Há nesta mais recente estratégia desvelada pelo Governo um vício e uma virtude. O vício é não reconhecer que o principal combate da luta pelo interior (ou, como se diz agora numa linguagem mais bacteriologicamente pura, pelos “territórios de baixa intensidade”) é reter as pessoas que lá vivem e não criar uma nova campanha de colonização interna. A virtude está, paradoxalmente, no reconhecimento de que algumas zonas do interior estão de tal forma esvaziadas que só sangue novo poderá restaurar as suas dinâmicas mínimas. Os 4800 euros podem servir para premiar os que conseguem um emprego no interior; mas não remuneram as dificuldades e a determinação dos que por lá vivem e resistem à distância e à falta de oportunidades. Não há justiça nesta separação.

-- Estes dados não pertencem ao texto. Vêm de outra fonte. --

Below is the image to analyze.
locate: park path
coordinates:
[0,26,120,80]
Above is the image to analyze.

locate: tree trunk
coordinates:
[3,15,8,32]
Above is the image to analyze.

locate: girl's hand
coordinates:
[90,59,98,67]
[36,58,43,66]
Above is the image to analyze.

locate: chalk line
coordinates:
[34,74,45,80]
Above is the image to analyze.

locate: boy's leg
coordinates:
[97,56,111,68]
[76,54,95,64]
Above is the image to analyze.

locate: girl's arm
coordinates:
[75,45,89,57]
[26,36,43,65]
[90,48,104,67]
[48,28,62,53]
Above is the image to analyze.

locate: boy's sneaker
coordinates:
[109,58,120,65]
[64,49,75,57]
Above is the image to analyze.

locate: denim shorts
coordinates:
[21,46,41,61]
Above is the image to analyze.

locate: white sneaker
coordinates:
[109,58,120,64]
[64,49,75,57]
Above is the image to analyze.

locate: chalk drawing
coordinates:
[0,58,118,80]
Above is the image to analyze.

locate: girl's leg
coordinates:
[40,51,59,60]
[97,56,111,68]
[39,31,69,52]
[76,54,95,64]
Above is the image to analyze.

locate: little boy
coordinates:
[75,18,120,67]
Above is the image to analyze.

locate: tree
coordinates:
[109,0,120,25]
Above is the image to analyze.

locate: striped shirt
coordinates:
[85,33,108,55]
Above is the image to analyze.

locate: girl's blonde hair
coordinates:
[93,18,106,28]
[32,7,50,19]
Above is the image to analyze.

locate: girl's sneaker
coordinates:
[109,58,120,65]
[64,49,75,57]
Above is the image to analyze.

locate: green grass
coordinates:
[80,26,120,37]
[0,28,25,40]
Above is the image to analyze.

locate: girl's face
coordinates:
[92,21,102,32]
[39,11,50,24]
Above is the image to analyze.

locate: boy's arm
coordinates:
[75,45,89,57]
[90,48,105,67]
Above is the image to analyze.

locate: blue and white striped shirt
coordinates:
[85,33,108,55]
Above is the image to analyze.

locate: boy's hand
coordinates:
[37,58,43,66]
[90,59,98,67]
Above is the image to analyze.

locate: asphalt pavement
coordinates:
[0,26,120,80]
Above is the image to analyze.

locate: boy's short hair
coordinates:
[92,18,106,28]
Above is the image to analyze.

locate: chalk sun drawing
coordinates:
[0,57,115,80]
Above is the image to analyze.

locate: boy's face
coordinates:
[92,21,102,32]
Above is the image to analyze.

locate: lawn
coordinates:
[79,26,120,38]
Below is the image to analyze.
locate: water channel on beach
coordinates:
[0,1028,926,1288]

O interior não se recupera com prémios pecuniários a quem para lá for trabalhar – da mesma forma que não se atraem com uns milhares de euros os jovens que emigraram. Nem com cortes de IRC circunscritos a 25 mil euros de lucros. É preciso muito mais do que cosmética ou voluntarismo. O interior pode ter uma oportunidade se cada região for capaz de desenhar uma estratégia de desenvolvimento e tiver autonomia e recursos para a executar. Se obras como a recuperação do troço da Linha do Douro até Espanha forem executadas. Se a Iberdrola devolver às populações onde tem barragens o que devolve em Espanha – ou se a EDP tiver de fazer o mesmo. Se houver empresas visionárias e corajosas como a Critical Software que olhem para Vila Real ou Évora como lugares onde há oportunidades a explorar.
Com subsídios e cortes irrisórios de impostos, o Governo pode criar a impressão de que o interior está na agenda. Uma ilusão. O país sonolento continua arredado dos grandes gastos do Estado. As migalhas que sobram dão para aliviar consciências, mas estão condenadas a falhar.